Assurdo è, per definizione, "contrario all'evidenza logica, intrinsecamente contraddittorio, privo di ogni fondamento nella ragione e nel senso comune", oppure "incredibile per stranezza o eccezionalità", "ciò che non è ammissibile o pensabile perché contrario alla ragione". Ma il confine tra stranezza e ordinarietà, tra razionale e irrazionale è molto più labile di quanto sembri, anche quando non investe problemi dell'ordine del punto di vista (caro all'analisi testuale) e si limita al mondo del significato.
Già anticamente si dibatteva su questioni simili. Il filosofo Zenone è celebre per aver elaborato una logica, che portata alle sue estreme conseguenze razionali prefigurava una dimensione reale dell'impossibile. Uno dei suoi "paradossi" meno noti è quello del "mucchietto": prendete una certa quantità di miglio e con la metà di essa fate un mucchietto, poi prendete metà del rimanente e aggiungetelo al mucchietto, poi metà del rimanente e così via. In un universo finito il mucchietto potrà essere completato, in un universo infinito mai, perché più ci si avvicina al totale, più il mucchietto cresce lentamente.
In quest'esempio, è la coordinata temporale a essere messa in gioco. Ma altrettanto coinvolta è la coordinata spaziale, per esempio nel paradosso, più noto, di Achille e la tartaruga, dove Achille, pur andando ad una velocità maggiore della tartaruga, non potrà mai raggiungerla.

Le logiche "altre", che si basano su fondamenti diversi da quella che regge la logica a cui siamo abituati, non sono appannaggio soltanto della filosofia. Le si ritrovano altrettanto bene nel campo che, per eccellenza, è il dominio della logica, la matematica, così come in architettura, tanto per fare degli esempi. Nel primo caso, infatti, come non rammentare le cosiddette "geometrie non-euclidee", diverse da quella più diffusa, euclidea? E nel secondo, potremmo considerare i quadri di Escher, che rappresentano spazi architettonici impossibili ma pur sempre rappresentabili all'occhio umano.

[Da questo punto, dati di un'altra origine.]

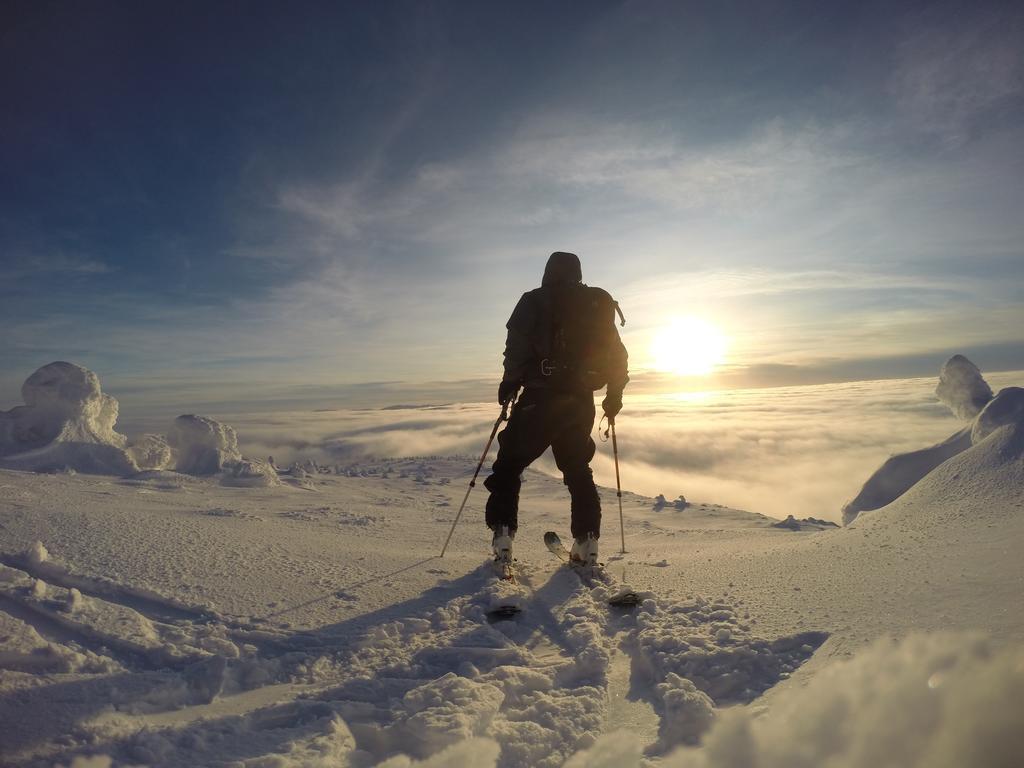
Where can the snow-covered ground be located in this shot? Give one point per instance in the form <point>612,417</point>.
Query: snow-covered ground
<point>170,619</point>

Ignazio Matte Blanco ha fatto uno studio molto approfondito di queste logiche "altre", e in particolare di quello che ha chiamato la "bi-logica". Si tratta, in parole povere, della logica "notturna" del nostro inconscio, che si contrappone, o meglio spesso si sovrappone, alla logica "diurna" della nostra coscienza, e si regge su un sistema di valori diverso. Per esempio, contrariamente a quanto si tende a fare razionalmente, per essa vale la regola della generalizzazione anziché della particolarizzazione (tende a "fare di tutto un'erba un fascio"); detto con le parole di Ignacio Matte Blanco:

"By making the individual identical to the class, the principle of symmetry as seen from an asymmetrical point of view, leads to infinite sets. [?] What I wish to stress here is the fact that, as the classes dealt with by the unconscious contain an infinite number of elements, and any of these elements is, if seen symmetrically, identical to any other element of the class and to the class itself, the result is that many things become possible in symmetrical thinking which would not be possible in asymmetrical thinking".

Citare Matte Blanco e la sua bi-logica parlando di Kafka può sembrare forzato. Ma è vero però che il senso letterario che si può ricavare da questo avvicinamento è molto profondo: lo stesso Fromm, nel libro "Il linguaggio dimenticato", dedica un intero capitolo a Kafka e al "linguaggio dimenticato" che affiora nei suoi racconti, e in particolare in Il Processo. Sotto questa luce, Fromm avvicina la scrittura creativa di Kafka al mito, al sogno, ecc., e quindi ci spiega perché non sia sbagliato considerare la sua opera un vero capolavoro letterario, per la ricchezza e la profondità, su più strati, dei significati che veicola. Ovviamente, con le dovute differenze, perché il testo kafkiano rimane pur sempre un testo LETTERARIO, ed è quindi diverso dal sogno o dalla tradizione mitico-religiosa.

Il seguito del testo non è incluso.